GUARDIAN IS HOLDING the key to City Hall, but he’s struggling to actually enter the building. He briskly circles about, looking for a way in while adding to his to-do list at the same time. “There,” he says, pointing at a bleak concrete plaza, “we’re going to tear all that out, make it green, make it inviting.”

For the past 20 years, Guardian has worked for Atlantic City’s Special Improvement District, essentially a much smaller version of Philadelphia’s Center City District, run by Paul Levy. And indeed, Guardian has occupied a role in Atlantic City not unlike Levy’s in Philadelphia. He’s friendly with business interests, deeply concerned with tax policy, and obsessively focused on maintaining and improving order and appearance. As is the case with Levy, people have lobbied him to run for mayor for years. Like Levy, Guardian always demurred.

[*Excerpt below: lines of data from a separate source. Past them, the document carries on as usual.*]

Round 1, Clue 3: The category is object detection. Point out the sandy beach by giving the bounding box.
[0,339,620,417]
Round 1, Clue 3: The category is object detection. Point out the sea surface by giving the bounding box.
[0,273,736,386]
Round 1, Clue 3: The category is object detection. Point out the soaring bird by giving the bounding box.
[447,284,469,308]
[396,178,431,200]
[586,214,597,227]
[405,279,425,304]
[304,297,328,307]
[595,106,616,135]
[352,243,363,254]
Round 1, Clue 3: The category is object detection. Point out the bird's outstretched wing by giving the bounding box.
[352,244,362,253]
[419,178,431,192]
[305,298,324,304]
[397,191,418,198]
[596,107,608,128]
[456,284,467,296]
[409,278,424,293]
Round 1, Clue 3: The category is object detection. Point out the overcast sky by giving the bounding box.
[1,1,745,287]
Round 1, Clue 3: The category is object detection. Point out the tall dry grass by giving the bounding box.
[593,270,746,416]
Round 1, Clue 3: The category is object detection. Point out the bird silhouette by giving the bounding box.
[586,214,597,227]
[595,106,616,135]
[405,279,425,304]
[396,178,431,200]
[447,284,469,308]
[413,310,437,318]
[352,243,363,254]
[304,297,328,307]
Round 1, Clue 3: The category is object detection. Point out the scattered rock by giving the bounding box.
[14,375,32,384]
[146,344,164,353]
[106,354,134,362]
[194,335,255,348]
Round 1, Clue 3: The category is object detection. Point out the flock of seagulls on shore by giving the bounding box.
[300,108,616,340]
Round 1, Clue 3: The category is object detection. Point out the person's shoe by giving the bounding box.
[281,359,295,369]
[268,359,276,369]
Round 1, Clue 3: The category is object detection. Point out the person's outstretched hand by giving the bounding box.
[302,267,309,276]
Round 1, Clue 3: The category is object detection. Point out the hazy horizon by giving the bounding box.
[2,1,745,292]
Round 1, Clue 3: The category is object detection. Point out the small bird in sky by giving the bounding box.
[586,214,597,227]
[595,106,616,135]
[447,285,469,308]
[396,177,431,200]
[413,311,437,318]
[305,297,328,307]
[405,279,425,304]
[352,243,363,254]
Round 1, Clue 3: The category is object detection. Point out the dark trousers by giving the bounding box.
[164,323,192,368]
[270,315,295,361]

Two things changed Guardian’s mind. One was Atlantic City’s terrifying descent in recent years. The other was the success the Casino Reinvestment Development Authority has had in providing basic public services in the large state-run tourism district—a success that owes much to Guardian.

In 2011, the CRDA subsumed the far smaller Special Improvement District Guardian had run. Guardian kept his job, though, and indeed, he became responsible for sprucing up the entire tourism zone, which encompasses about half the city.

“It took us a few weeks to figure out how to clean half the city on a daily basis with just four guys and some equipment,” Guardian tells me. He began to think, “If we can do it for half the city, then I can do it for the whole city.”